Protection of Stocking Frames, etc. Act 1788
- Parliament of Great Britain
- Long title: An Act for the better and more effectual Protection of Stocking Frames and the Machines or Engines annexed thereto or used therewith and for the Punishment of Persons destroying or injuring of such Stocking Frames Machines or Engines and the Framework knitted Pieces Stockings and other Articles and Goods used and made in the Hosiery or Framework knitted Manufactory or breaking or destroying any Machinery contained in any Mill or Mills used or any way employed in preparing or spinning of Wool or Cotton for the use of the Stocking Frame.
- Citation: 28 Geo. 3. c. 55
- Introduced by: D. P. Coke
- Territorial extent: Great Britain

Dates
- Royal assent: 25 June 1788
- Commencement: 27 November 1787
- Repealed: 26 July 1889

Other legislation
- Amended by: Capital Punishments, etc. Act 1823; Statute Law Revision Act 1871; Statute Law Revision Act 1888;
- Repealed by: Master and Servant Act 1889
- Relates to: Destruction of Stocking Frames, etc. Act 1812; Destruction of Stocking Frames, etc. Act 1813; Destroying Stocking Frames, etc. Act 1817;

Status: Repealed

Text of statute as originally enacted

= Protection of Stocking Frames, etc. Act 1788 =

Act of the Parliament of Great Britain

The Protection of Stocking Frames, etc. Act 1788 (28 Geo. 3. c. 55) was an act of the Parliament of Great Britain passed in 1788 and aimed at increasing the penalties for the deliberate disruption of the activity of mechanical knitting machines (stocking frames).

==Contents==
Section one of the act made failure to return frames that had been hired from their owner punishable with a fine, whilst section two made unlawfully disposing of hired frames punishable with imprisonment, and section three made the purchaser equally culpable if he or she knew the frames were not the property of the seller. The final (and most strongly worded) section of the act, section four, made the outright destruction of the frames a felony punishable by 7 to 14 years transportation. The act also included the same penalty for entering by force with the intent to destroy frames or their associated paraphernalia. It was established in later case law that theft of items integral to the correct functioning of the machines (even if they were not damaged) was sufficient to meet the threshold for the act.

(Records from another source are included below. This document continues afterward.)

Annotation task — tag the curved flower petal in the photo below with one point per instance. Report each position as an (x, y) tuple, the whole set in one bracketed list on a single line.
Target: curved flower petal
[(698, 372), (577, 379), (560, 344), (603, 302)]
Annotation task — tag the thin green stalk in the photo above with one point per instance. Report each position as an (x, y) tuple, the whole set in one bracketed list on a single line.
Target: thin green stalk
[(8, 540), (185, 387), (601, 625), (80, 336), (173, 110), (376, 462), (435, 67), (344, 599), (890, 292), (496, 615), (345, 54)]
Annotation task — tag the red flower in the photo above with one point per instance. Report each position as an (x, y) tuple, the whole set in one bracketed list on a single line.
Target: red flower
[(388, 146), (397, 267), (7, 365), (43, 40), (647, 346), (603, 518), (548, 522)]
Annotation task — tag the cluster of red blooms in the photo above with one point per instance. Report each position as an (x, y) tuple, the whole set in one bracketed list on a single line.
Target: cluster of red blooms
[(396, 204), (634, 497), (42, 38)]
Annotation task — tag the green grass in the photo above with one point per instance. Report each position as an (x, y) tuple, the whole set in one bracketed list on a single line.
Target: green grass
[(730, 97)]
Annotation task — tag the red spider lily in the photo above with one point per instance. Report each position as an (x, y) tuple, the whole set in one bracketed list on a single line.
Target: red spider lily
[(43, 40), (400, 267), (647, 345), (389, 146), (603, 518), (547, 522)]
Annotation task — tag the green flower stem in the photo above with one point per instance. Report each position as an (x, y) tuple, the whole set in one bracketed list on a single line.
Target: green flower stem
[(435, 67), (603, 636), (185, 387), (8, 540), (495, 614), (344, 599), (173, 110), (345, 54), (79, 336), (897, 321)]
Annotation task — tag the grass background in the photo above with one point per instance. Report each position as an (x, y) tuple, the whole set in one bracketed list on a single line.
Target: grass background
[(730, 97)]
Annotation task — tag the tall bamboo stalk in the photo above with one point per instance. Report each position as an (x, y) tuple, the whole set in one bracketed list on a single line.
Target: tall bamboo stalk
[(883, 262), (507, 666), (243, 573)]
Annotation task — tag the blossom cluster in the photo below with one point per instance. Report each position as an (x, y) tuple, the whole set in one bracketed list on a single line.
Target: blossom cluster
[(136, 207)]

The act described itself as a response to the malicious theft of frames, and the propensity for "discontents ... and other disorderly persons [to] have assembled in a riotous and tumultuous manner and have destroyed or materially damaged great numbers of stocking frames". Daniel Coke, Member of Parliament for Nottingham, spoke on behalf of the bill in the Commons, citing disturbances in the town and pointing to previous legislation aimed at similar disruption in the wool trade. Coke originally proposed that machine-breaking carry the death penalty, but was later forced to abandon this, seeing the request "overwhelmingly rejected" by Parliament. The act was eventually passed and received royal assent on 25 June 1788.

==Significance==
Later acts, such as the Destruction of Stocking Frames, etc. Act 1812 (52 Geo. 3. c. 16), temporarily allowed judges to administer the death penalty for the crime of damaging frames, citing the "ineffectual" nature of the lesser punishments set out in section four of the 1788 act. Section four of the 1788 act was officially repealed by the Capital Punishments, etc. Act 1823 (4 Geo. 4. c. 46), which, whilst not removing the possibility of transportation, gave judges additional room to sentence offenders to alternative punishments such as imprisonment.

== Subsequent developments ==
Section 4 of the act was repealed by section 1 of, and the schedule to, the Statute Law Revision Act 1871 (34 & 35 Vict. c. 116), which came into force on 21 August 1871.

The whole act was repealed by section 2 of, and the schedule to, the Master and Servant Act 1889 (52 & 53 Vict. c. 24), which came into force on 26 July 1889.